There are a couple more features I don't want to spoil until I've gotten the project in a full alpha state with a functioning battle system, but I have a feeling that having dealt with arrays, variables of all scopes and sizes, functions (even recursive ones) and managed to stop the physics engine from sending a simple tile grid into a demonic orgy, that I can actually pull this off.

I mean, I know it's a bad idea to put my full attention behind what is my first game project (and a relatively complex one at that) but a man can dream. :)

(I'd like to learn Unity/UE4 and get a better grasp on C#/++, but I don't want to spend another few months learning before I can really get started.)

Use the tool you are using. Finishing games is by far the most important skill to finishing games.

Construct is fine for one man projects. The main problem with game maker likes is they are hard for larger teams to work simultaneously. Besides that game maker makes some great games. Splunkeys first version was game maker. Nuclear throne is game maker. Hell game maker can publish to the ps4 now.

Stick100
Mar 18, 2003

Forer posted:

This is also part of the 2d 4.3 inclusion thing, before then if you wanted to do 2d unity you had to use futile, which is VERY VERY codebased (bad example of incomplete lovely code here) and it SEEMS Like this is more how you would code a c# game without unity, and the futile stuff is just there to simplify "this is just here to draw pretty boxes on screens for you to fill in with sprites"

The 2d unity stuff that came out with 4.3 seems to just use c# as scripting inside of it's normal stuff, and while you can use classes and do everything through code you'd be doing everything from the ground up when they're trying to push you to using their component stuff for simplification and ease of use, so while you learn c# you'd learn it without dealing with classes or namespaces (which is fine by me)

This is my bad opinion listen to someone else first.

If you wanted to do 2d development in unity before Unity 4 the suggested path was 2d toolkit + ngui. Futile was created for a specific development method (all code). The creator was using it for his successful game and decided to open source it. But he suggested no one use it as it's so specific to his method and completely opposite of the normal highly GUI method of development that Unity uses. The futility of working against the programs standard workflow and having to reimplement ever thing unity had implemented is why it's named futile.

All that said it's a good alternative to monogame if you want to control every aspect of your 2d game.

Stick100
Mar 18, 2003

Evil Sagan posted:

This is a little general, but since my ultimate goal is related to game development I'm hoping this is the right place.

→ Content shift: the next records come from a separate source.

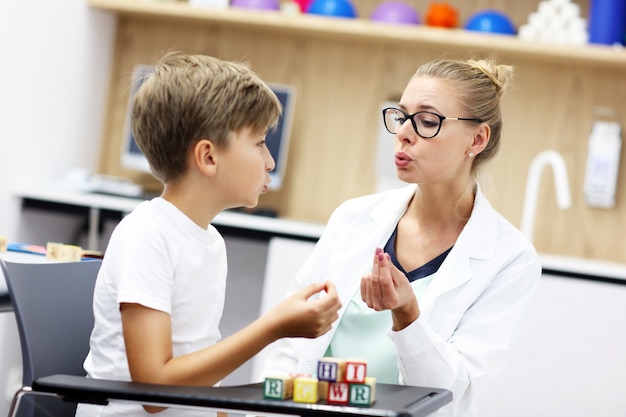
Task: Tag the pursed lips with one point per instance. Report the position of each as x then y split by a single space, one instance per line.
402 159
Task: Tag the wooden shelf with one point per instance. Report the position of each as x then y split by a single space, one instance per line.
362 30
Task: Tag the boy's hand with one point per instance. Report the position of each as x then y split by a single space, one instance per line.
301 316
387 288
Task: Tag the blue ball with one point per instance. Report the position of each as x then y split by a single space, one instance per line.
491 21
337 8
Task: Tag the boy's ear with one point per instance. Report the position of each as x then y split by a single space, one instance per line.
481 138
204 154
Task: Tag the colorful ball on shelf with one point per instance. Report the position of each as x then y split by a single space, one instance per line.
336 8
395 12
256 4
303 4
442 15
491 21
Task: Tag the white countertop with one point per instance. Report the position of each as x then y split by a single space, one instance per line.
295 228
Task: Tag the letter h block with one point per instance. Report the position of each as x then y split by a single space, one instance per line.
356 372
331 369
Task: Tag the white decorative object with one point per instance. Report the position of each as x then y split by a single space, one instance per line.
555 21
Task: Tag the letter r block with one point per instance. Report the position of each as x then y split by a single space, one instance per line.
305 390
363 394
278 388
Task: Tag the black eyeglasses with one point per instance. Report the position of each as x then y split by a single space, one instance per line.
425 123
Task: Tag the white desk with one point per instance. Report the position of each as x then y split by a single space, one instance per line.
95 203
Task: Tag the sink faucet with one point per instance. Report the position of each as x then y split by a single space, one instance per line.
561 183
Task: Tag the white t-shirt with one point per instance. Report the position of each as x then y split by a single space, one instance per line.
159 258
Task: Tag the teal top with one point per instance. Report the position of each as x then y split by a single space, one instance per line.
362 331
362 334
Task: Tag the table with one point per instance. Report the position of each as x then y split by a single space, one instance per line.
391 400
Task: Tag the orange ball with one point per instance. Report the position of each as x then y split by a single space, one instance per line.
442 15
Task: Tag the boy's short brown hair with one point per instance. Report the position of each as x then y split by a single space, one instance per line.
193 97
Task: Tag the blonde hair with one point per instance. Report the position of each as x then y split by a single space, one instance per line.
192 97
481 84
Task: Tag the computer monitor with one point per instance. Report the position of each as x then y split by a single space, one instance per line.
277 139
131 156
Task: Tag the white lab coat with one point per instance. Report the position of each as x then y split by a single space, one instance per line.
470 314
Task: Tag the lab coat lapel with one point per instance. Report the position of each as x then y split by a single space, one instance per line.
361 242
476 241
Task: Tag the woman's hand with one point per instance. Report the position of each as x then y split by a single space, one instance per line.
387 288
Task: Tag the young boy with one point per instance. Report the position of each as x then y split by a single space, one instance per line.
201 123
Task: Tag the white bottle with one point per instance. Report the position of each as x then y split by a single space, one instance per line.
605 146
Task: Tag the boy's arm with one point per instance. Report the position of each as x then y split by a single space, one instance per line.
148 340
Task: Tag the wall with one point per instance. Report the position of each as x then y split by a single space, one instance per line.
53 82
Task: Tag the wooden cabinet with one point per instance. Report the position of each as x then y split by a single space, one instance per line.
344 69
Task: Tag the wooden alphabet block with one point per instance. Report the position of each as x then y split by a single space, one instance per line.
65 253
322 389
356 371
278 387
305 390
338 393
331 369
363 394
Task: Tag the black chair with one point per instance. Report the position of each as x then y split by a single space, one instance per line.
53 308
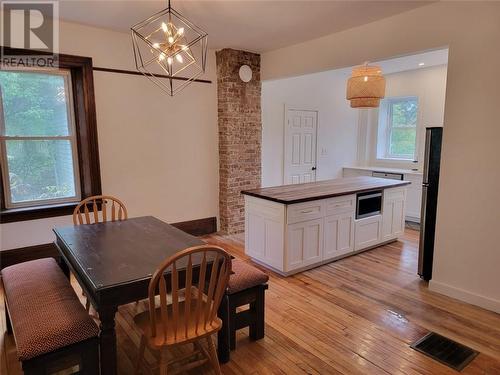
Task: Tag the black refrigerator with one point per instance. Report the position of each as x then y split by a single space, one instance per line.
432 154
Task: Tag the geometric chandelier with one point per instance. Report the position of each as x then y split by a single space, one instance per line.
169 49
366 86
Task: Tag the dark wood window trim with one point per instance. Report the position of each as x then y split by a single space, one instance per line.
86 128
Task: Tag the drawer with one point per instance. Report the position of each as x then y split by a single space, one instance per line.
340 205
394 194
305 211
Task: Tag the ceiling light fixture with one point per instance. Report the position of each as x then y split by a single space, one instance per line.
166 45
366 86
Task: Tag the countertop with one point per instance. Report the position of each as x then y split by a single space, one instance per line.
386 170
289 194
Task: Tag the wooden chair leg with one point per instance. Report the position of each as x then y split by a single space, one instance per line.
213 355
7 319
90 358
140 357
163 361
232 325
223 349
256 328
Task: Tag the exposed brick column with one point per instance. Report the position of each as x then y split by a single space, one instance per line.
240 130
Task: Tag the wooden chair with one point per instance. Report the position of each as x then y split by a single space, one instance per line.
82 214
191 317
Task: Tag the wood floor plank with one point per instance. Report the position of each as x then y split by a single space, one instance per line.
354 316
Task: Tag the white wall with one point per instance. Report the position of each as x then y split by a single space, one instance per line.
158 154
429 85
337 122
467 255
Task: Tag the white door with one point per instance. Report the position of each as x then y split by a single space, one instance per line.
300 146
339 235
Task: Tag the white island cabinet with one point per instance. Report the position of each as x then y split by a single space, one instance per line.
295 227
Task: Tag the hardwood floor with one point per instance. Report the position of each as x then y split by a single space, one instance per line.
355 316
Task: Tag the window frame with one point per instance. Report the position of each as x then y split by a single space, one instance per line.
389 127
87 152
71 137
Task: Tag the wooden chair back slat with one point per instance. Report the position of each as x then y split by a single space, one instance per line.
177 319
175 298
96 212
104 210
188 294
82 214
87 214
201 288
211 289
163 304
113 209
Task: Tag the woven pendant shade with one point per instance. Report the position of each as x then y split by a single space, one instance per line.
366 87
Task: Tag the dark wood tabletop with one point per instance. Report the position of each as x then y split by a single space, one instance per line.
113 262
121 252
297 193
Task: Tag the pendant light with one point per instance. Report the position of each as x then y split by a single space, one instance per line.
366 86
169 49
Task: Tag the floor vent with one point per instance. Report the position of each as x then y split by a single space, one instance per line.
444 350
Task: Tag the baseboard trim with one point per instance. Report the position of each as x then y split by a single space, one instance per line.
465 296
198 227
25 254
10 257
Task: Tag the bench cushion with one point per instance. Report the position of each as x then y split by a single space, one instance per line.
244 276
45 312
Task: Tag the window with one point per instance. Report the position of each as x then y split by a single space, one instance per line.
38 140
48 139
397 135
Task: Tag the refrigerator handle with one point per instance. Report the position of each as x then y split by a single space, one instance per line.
427 156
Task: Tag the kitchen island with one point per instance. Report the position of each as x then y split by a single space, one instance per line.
292 228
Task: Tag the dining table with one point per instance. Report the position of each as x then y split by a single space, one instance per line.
113 262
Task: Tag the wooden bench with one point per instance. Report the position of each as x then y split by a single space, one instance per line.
247 285
51 328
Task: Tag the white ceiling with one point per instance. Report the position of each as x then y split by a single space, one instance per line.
252 25
412 62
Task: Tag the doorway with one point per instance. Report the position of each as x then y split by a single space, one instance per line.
300 153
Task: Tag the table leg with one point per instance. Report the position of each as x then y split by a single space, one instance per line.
107 340
223 346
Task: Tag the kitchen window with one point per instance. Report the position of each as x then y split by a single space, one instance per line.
397 133
38 138
48 139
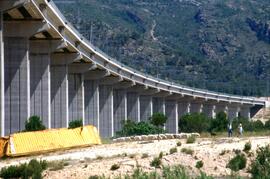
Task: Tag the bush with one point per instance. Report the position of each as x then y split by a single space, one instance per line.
194 122
34 123
156 162
115 167
75 124
191 139
218 124
33 169
187 151
247 147
199 164
237 163
173 150
131 128
260 167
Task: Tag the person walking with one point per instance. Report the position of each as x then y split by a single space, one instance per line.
230 130
240 129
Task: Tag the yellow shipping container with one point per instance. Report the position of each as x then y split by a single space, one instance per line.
37 142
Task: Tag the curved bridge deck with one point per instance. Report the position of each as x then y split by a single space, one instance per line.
48 69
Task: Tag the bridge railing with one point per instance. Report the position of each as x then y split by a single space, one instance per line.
166 82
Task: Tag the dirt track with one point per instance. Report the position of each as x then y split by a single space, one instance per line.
97 160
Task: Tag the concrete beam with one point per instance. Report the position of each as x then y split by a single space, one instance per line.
124 84
96 74
110 80
24 28
2 78
64 58
9 4
79 67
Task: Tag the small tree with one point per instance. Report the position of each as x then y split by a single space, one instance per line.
34 123
158 119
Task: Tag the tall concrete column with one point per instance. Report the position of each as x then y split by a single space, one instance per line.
233 112
196 108
106 110
59 92
2 79
76 107
40 89
183 108
92 102
172 121
17 83
209 110
145 107
119 108
158 105
245 112
133 106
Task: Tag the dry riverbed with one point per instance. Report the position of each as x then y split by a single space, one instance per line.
97 160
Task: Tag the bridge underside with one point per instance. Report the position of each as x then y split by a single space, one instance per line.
43 75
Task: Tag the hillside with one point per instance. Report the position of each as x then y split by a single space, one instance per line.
221 45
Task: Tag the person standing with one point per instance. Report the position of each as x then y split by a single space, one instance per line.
240 129
230 130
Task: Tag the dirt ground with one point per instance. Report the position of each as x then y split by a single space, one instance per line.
97 160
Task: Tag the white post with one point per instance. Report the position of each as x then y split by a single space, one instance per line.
111 95
2 79
98 127
139 108
83 99
176 117
67 112
125 105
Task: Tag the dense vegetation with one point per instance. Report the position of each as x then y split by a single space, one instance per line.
34 123
131 128
198 122
221 45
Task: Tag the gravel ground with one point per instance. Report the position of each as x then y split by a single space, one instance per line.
97 160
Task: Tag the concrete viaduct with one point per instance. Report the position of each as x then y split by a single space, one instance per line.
48 69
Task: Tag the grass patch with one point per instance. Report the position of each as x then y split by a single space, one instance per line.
199 164
247 147
173 150
57 165
115 167
187 151
33 170
191 139
237 163
145 155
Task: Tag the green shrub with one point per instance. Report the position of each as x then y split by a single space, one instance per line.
156 162
187 151
194 122
267 125
131 128
145 155
219 123
75 124
260 167
115 167
34 123
173 150
191 139
33 169
247 147
237 163
199 164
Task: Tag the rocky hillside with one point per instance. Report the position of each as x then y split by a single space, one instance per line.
221 45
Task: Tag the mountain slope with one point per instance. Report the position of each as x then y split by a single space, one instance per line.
221 45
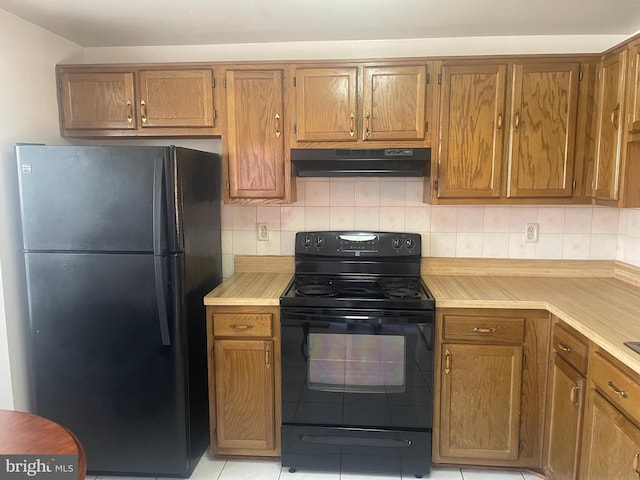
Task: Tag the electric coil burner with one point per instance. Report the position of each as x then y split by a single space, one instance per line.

I'm interested in learning to develop in Unity, partially because it supports multi-platform development but also because I'm learning C# at work. I stress the "learning" part. At work I develop for the .Net framework, but until I started looking at Unity I never thought to consider where C# ends and the framework begins. Since I'm learning, I'm assuming I'll want to spend some of my personal time advancing my background knowledge before I get really serious with the game stuff. If I choose to focus on learning C# through Visual Studio and for the .Net framework (which most existing documentation tends to be geared towards, natch) is that ultimately going to be a handicap? Should I just jump into Unity stuff and hope the little background I have thus far will carry me through?

Go get the unityvs trial. It lets you use Visual studio to develop Unity. The trial is for 14 days and you can get more than one if you use more than one email.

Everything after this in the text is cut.